Chest pain is often a major concern for many middle aged people. Because it's such an important symptom of a heart problem, people rightly avoid waiting too long to seek medical attention for it. In fact, almost 10% of all emergency room visits each year are caused by the onset of chest pain.
That means it's important for you to know how to respond when either you or your loved ones experience chest pain. Even if you're not at the age where heart attacks are a major concern, understanding what to do--and when--can make a great deal of difference for the people you care about.
When To Call Your Doctor
Many people tend to attribute chest pains to heartburn. As a result, it's not uncommon for the victim to take an antacid and sit down for a moment--particularly if they have a history of heartburn or gas pains. This mindset can cost valuable minutes when the pains are caused by a much more serious condition.

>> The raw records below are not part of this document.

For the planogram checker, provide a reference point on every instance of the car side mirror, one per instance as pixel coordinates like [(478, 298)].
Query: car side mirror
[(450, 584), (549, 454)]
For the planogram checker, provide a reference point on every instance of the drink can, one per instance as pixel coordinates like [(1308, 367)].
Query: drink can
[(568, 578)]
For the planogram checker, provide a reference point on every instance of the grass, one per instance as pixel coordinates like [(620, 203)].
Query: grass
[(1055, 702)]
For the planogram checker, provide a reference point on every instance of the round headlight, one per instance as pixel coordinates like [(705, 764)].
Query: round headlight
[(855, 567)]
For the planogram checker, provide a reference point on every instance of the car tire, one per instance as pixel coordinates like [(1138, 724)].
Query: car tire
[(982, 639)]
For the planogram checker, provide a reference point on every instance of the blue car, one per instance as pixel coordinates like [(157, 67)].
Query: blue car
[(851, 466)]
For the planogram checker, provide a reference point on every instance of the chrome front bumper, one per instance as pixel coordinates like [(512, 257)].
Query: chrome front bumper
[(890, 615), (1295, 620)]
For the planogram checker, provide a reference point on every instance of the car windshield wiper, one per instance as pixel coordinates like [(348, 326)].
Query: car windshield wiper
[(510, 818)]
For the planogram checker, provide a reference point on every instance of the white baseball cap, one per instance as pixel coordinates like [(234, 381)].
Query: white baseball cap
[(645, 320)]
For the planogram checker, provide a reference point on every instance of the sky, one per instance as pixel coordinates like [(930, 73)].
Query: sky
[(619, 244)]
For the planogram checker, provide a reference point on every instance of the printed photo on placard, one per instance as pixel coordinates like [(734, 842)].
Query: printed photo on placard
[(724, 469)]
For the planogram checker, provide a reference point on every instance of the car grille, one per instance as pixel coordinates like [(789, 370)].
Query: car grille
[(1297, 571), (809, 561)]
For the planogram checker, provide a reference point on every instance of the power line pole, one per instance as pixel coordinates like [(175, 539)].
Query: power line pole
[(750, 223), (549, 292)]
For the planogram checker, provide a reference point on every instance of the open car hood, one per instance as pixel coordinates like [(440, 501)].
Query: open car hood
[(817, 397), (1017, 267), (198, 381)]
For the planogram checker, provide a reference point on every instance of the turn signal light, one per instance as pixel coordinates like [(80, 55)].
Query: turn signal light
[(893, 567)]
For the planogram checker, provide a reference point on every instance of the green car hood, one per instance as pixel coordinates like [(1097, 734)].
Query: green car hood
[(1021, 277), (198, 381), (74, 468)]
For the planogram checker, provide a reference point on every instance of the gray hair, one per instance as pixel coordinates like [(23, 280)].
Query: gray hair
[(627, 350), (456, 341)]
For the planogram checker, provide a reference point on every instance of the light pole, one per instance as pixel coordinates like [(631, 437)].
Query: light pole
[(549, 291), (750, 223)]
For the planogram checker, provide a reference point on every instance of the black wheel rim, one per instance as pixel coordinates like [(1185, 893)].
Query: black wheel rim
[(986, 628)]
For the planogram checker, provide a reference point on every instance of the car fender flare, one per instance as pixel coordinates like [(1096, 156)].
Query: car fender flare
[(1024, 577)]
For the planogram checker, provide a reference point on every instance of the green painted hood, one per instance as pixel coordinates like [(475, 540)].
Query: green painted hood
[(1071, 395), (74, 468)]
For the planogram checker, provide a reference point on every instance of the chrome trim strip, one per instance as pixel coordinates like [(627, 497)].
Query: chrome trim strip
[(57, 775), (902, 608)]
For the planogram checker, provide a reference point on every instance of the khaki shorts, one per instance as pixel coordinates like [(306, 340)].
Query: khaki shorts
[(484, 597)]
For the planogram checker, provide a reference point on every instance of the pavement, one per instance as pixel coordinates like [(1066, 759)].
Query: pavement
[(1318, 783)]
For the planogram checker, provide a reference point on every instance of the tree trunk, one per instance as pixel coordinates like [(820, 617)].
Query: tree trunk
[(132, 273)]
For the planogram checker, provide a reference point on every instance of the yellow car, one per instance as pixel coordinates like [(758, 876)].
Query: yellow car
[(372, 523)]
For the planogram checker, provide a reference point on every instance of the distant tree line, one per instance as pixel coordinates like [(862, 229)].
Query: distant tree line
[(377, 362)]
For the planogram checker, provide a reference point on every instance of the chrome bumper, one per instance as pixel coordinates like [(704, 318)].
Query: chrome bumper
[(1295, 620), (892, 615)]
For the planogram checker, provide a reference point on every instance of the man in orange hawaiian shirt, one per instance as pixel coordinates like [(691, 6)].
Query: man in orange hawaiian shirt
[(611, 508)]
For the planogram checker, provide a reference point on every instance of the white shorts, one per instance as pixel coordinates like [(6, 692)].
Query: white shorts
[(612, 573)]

The decision, then, isn't about whether you should call your doctor or not--it's between calling your doctor or 911 immediately. Some of the symptoms that can accompany chest pain during a heart attack include:
- Upper body pain
- Shortness of breath
- Feeling lightheaded
However, the most important thing to remember is that you shouldn't try to play doctor during this situation. A phone call to a physician should begin immediately upon noticing the symptoms. They will be able to help you determine your next step. If there are any other signs that the pain might be caused by a heart attack, that call should go to 911 immediately. In these situations, every minute matters.
How To Care For The Victim
Once you've made the call for help, you'll need to care for either yourself or your loved one. The type of care required depends on the severity of the situation, but a few simple tips can help you provide immediate care--whether the chest pain is caused by a heart attack or not.
If symptoms have just begun, and they don't seem too severe, the first thing you should do is take notice of the time. Experts suggest that you shouldn't try to endure the symptoms of a heart attack for more than 5 minutes, even though a heart attack typically causes pain for more than 15 minutes. No matter how much the victim protests, once you pass the 5 minute mark, you should seek advanced help.
The next thing you should do is attempt to make the victim comfortable. If the pains are caused by heartburn or gas, loosening their belt or having them sit/stand upright can help relieve the pain. If you've decided to contact a physician, the process of getting into contact with them can take a few minutes. Sometimes, this simple response can help alleviate pain before you can even speak to them.
Another preventative action you can take is to swallow an aspirin. Many heart attacks are caused by platelets in blood collecting and creating clots. Aspirin inhibits this process, but your body doesn't need a lot to accomplish this. One small aspirin will do.
The last thing you can do for a victim is to begin CPR if they lose consciousness. If this is the case, there is no doubt that you should have already called 911. The dispatcher will assist you with the proper procedure and technique--even if you are not trained in the process. Hopefully, if you've been actively caring for the victim, help will arrive before this point.
Chest pains can indicate severe medical issues that should not be taken lightly. Everything else aside, your primary duty during a chest pain event is to contact help immediately. Your response time, combined with the effectiveness of your care during the episode, can have a tremendous impact.